Public Affairs Networking
23/02 – The aftermath of the Eurogroup meeting agreement

Greece continues to be the main topic in the Economic news today after the conclusion of the Eurogroup meetings this weekend. Most media agree on calling this outcome a “defeat” for Alexis Tsipras’ government and his rebellion against the established economic policies in the EU. In France, an article in Les Echos opens with the European Commission’s words saying precisely that there were no winners or losers in the agreement, however, L’Opinion publishes a piece by Eric Le Boucher where he explicitly mentions “Greece’s virtual surrender”, he also criticises Yanis Varoufakis attitude as one of the main causes for the failure.

In the UK, The Guardian’s leader writer points out Greece’s success was to raise awareness on the ill effects of austerity, while two articles in Financial Times show once again heavy criticism with Greece’s attitude during the whole negotiations. The Wall Street Journal focuses on the difficulties Tsipras will face at a PR level in his country by having accepted the agreement, while an article in the INYT suggests that the outcome was successful for Greece, since it was able to push its own reforms.

As usual, the tone of the German media is quite more hostile to Greece, with Berthold Kohler in FAZ claiming that keeping the country in the euro area would benefit Russia, or Ruth Berschens in Handelsblatt blaming it for creating distrust amongst the member states, all the while stating that the EU would survive a “Grexit” if necessary.

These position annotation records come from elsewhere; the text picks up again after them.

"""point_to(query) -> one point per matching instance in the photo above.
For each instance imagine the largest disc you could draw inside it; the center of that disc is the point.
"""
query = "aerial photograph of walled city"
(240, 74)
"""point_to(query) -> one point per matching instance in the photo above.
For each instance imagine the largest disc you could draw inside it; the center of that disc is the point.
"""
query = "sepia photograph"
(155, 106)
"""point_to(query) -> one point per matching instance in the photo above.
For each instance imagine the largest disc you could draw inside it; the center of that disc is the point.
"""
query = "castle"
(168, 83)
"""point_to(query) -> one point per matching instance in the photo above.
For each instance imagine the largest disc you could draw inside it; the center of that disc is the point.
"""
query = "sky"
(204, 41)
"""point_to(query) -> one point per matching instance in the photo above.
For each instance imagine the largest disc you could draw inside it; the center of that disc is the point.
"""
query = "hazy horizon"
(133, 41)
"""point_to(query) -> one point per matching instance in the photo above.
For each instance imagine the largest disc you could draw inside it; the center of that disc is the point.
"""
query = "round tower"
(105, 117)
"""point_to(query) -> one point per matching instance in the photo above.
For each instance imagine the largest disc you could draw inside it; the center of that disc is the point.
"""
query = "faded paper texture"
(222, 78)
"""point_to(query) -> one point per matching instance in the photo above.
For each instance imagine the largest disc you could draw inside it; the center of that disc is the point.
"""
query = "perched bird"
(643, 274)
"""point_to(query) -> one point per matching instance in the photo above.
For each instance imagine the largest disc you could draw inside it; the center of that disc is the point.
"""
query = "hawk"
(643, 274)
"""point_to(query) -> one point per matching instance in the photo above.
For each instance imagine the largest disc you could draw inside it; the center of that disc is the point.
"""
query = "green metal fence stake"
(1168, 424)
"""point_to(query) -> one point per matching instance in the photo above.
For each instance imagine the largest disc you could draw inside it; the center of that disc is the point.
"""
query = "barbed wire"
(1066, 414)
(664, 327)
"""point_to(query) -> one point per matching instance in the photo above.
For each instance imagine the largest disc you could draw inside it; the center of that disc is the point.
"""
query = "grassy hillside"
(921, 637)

The trust issue is raised as well by Commissioner Günther Oettinger in an interview, President Jean-Claude Juncker was interviewed as well, in WirtschaftsWoche, and he gave his opinion on the situation in Greece.

Other European leaders were interviewed as well, such as EP President Martin Schulz, who appears on Austria’s Kleine Zeitung to celebrate the agreement, showing a position closer to Greece, and blaming the EU’s fail to keep employment and social promises for the rise of populist movements. Der Standard walks the same line, considering the outcome a victory for Greece. The Spanish media seem to take a position more critical with Greece as well, with El País setting its focus on the divisions the agreement has opened in the midst of the Tsipras government, and ABC heavily criticising his actions in antagonising the euro area members and issuing a patronising warning for Tsipras to follow the Eurogroup’s lead.

In Italy, most media focus on the list of reforms the Greek government is supposed to send the Troika today, while Corriere della Sera points out it lacks the credibility to convince its euro area partners. La Repubblica publishes an interview with one of Varoufakis’ staff economists, who reveals German Finance Minister Wolfgang Schäuble’s continuous interruptions to the attempts to compromise on an extension of Greece’s bailout programme.

In Greece, the media are also focused on the list of reforms. Real News publishes a positive report on Jean-Claude Juncker’s intervention in the negotiations, stressing his contribution on overcoming deadlocks. The Greek media’s point of view is highly optimistic in the reforms to be presented and the continuation of Tsipras’ policies. In Portugal, Jornal de Notícias also publishes an interview with future Advisor to the EC President, José Silva Peneda, who sympathises with the harshness the Greek people are suffering because of the austerity measures, and criticised the Portuguese PM for being against Greece during the negotiations.

An opinion piece in Publico highlights the fact that Greece has been negotiating only with Germany, and not the whole of the euro area. In the Netherlands, De Volkskrant considers the Eurogroup “taught Syriza a few lessons” for its insolent behaviour. Another article in the same paper, as well as a third one in Trouw celebrates Eurogroup President Jeroen Dijsselbloem’s performance in the negotiations.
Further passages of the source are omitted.